# Layout wiring the easy way



## Dennis461 (Jan 5, 2018)

Why didn't I think of this 40 years ago.
Adding an extension to my shelf/room layout when I realized I could stand the module up for the majority of the wiring.

Pros - a bunch

Cons- cannot test drive trains for testing as work progresses

Now I need to stop using any color wire I can find and to be neater


----------



## MichaelE (Mar 7, 2018)

Well that certainly is a neck and back saver.


----------



## flyboy2610 (Jan 20, 2010)

Charlie Bishop (YouTube Chadwick Model Railway https://www.youtube.com/channel/UCMjSsrcmA4BNeAnh2NxYp0Q ) does it just that way all the time.


----------



## traction fan (Oct 5, 2014)

*So do I*



flyboy2610 said:


> Charlie Bishop (YouTube Chadwick Model Railway https://www.youtube.com/channel/UCMjSsrcmA4BNeAnh2NxYp0Q ) does it just that way all the time.

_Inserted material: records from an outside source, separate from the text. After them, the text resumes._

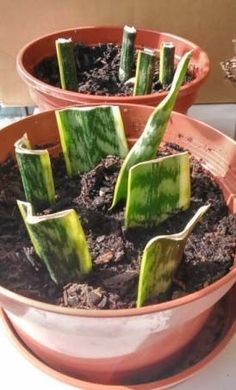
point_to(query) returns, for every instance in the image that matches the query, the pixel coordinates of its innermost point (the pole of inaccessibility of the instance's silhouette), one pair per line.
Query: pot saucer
(218, 331)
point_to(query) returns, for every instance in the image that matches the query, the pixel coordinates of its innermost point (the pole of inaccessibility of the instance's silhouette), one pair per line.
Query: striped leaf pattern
(146, 146)
(167, 63)
(144, 72)
(59, 241)
(66, 64)
(160, 261)
(157, 189)
(36, 174)
(89, 134)
(127, 53)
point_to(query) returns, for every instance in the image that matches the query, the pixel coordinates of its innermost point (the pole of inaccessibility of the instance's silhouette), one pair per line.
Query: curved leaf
(146, 146)
(161, 258)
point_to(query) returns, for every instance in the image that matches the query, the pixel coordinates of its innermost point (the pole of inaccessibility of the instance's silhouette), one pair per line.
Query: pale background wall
(209, 23)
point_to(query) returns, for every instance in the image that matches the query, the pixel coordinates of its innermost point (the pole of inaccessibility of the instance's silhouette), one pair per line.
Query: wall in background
(208, 23)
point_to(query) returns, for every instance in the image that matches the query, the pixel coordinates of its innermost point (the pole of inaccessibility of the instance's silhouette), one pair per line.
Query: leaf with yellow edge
(59, 241)
(161, 259)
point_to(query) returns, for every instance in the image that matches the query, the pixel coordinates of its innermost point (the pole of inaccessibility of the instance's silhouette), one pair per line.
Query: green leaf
(167, 63)
(146, 146)
(36, 174)
(88, 134)
(161, 258)
(59, 241)
(157, 189)
(127, 53)
(144, 72)
(66, 63)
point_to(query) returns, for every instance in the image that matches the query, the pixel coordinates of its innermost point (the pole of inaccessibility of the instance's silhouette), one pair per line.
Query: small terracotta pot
(47, 97)
(112, 346)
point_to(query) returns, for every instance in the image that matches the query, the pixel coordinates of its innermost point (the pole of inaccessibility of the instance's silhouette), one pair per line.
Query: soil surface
(116, 253)
(97, 71)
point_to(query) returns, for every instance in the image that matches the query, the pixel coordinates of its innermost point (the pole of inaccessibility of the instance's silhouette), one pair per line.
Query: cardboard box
(208, 23)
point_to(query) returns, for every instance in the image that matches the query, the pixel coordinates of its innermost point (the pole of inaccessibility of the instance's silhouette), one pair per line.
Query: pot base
(219, 329)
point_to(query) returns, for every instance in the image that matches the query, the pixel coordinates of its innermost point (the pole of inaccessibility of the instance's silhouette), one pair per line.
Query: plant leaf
(167, 63)
(146, 146)
(89, 134)
(67, 64)
(144, 72)
(161, 258)
(127, 53)
(59, 241)
(36, 174)
(157, 189)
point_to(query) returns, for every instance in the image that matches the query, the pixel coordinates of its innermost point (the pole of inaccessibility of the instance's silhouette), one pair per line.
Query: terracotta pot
(46, 96)
(112, 346)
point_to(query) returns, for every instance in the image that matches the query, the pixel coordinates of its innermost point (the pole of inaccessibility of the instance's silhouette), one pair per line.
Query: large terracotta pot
(46, 96)
(111, 346)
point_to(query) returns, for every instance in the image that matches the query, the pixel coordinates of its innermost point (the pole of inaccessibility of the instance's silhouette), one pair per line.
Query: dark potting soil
(116, 253)
(97, 71)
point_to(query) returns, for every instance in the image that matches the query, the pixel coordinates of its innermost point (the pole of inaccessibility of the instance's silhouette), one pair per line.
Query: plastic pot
(46, 96)
(113, 346)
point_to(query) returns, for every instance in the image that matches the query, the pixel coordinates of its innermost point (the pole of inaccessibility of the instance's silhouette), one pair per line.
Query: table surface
(16, 371)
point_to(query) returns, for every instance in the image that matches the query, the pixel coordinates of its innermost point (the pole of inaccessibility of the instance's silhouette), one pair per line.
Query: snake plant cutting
(153, 188)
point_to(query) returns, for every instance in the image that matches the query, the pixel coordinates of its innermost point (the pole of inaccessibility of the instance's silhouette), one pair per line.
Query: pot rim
(73, 96)
(107, 313)
(114, 313)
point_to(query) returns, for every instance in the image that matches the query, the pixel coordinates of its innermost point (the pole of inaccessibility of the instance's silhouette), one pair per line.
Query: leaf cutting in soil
(59, 241)
(146, 146)
(161, 259)
(88, 134)
(157, 189)
(36, 174)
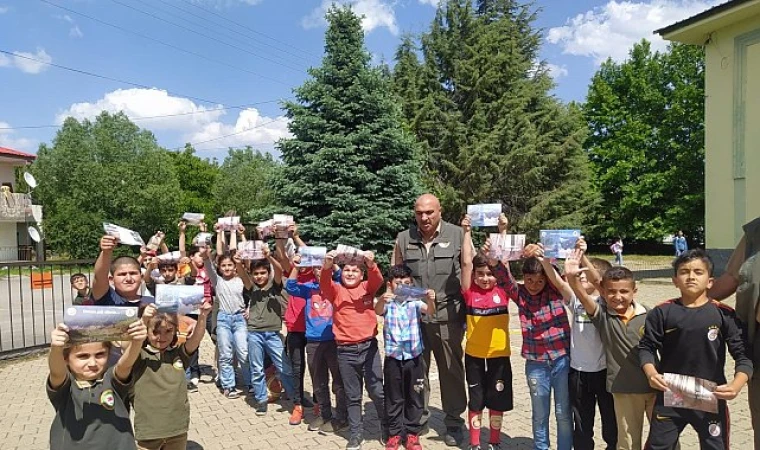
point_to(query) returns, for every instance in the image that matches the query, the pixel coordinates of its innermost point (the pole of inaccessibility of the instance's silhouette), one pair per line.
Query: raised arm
(100, 283)
(467, 254)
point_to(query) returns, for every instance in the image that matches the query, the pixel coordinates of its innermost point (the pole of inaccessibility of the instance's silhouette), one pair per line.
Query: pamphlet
(506, 247)
(689, 392)
(484, 215)
(125, 235)
(99, 323)
(559, 243)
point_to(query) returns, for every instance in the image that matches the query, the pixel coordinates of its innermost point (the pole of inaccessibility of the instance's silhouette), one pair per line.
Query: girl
(162, 412)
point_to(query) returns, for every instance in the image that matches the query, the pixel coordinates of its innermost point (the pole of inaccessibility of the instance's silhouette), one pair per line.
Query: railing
(33, 297)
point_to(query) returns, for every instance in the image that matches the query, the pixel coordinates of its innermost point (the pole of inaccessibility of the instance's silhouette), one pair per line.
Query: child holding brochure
(162, 410)
(691, 334)
(88, 396)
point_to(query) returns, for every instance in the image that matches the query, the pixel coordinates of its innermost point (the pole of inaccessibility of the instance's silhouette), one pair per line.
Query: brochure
(228, 223)
(250, 250)
(484, 215)
(99, 323)
(179, 298)
(125, 235)
(349, 255)
(506, 247)
(689, 392)
(193, 218)
(312, 256)
(559, 243)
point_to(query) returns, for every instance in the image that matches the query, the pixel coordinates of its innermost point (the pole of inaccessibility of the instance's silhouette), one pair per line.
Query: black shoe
(354, 443)
(453, 436)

 I have most of my wiring and all my switch motors, frog polarity micro-switches, etc. Up front behind removable access panels in the fascia. I'm 71 & partially disabled, so under the table is not for me.

Traction Fan :smilie_daumenpos:


----------



## Steamfan77 (Jan 28, 2011)

Nice job Dennis, nice and easy.

Andy


----------



## wvgca (Jan 21, 2013)

if you have trouble crawling underneath, that's the answer


----------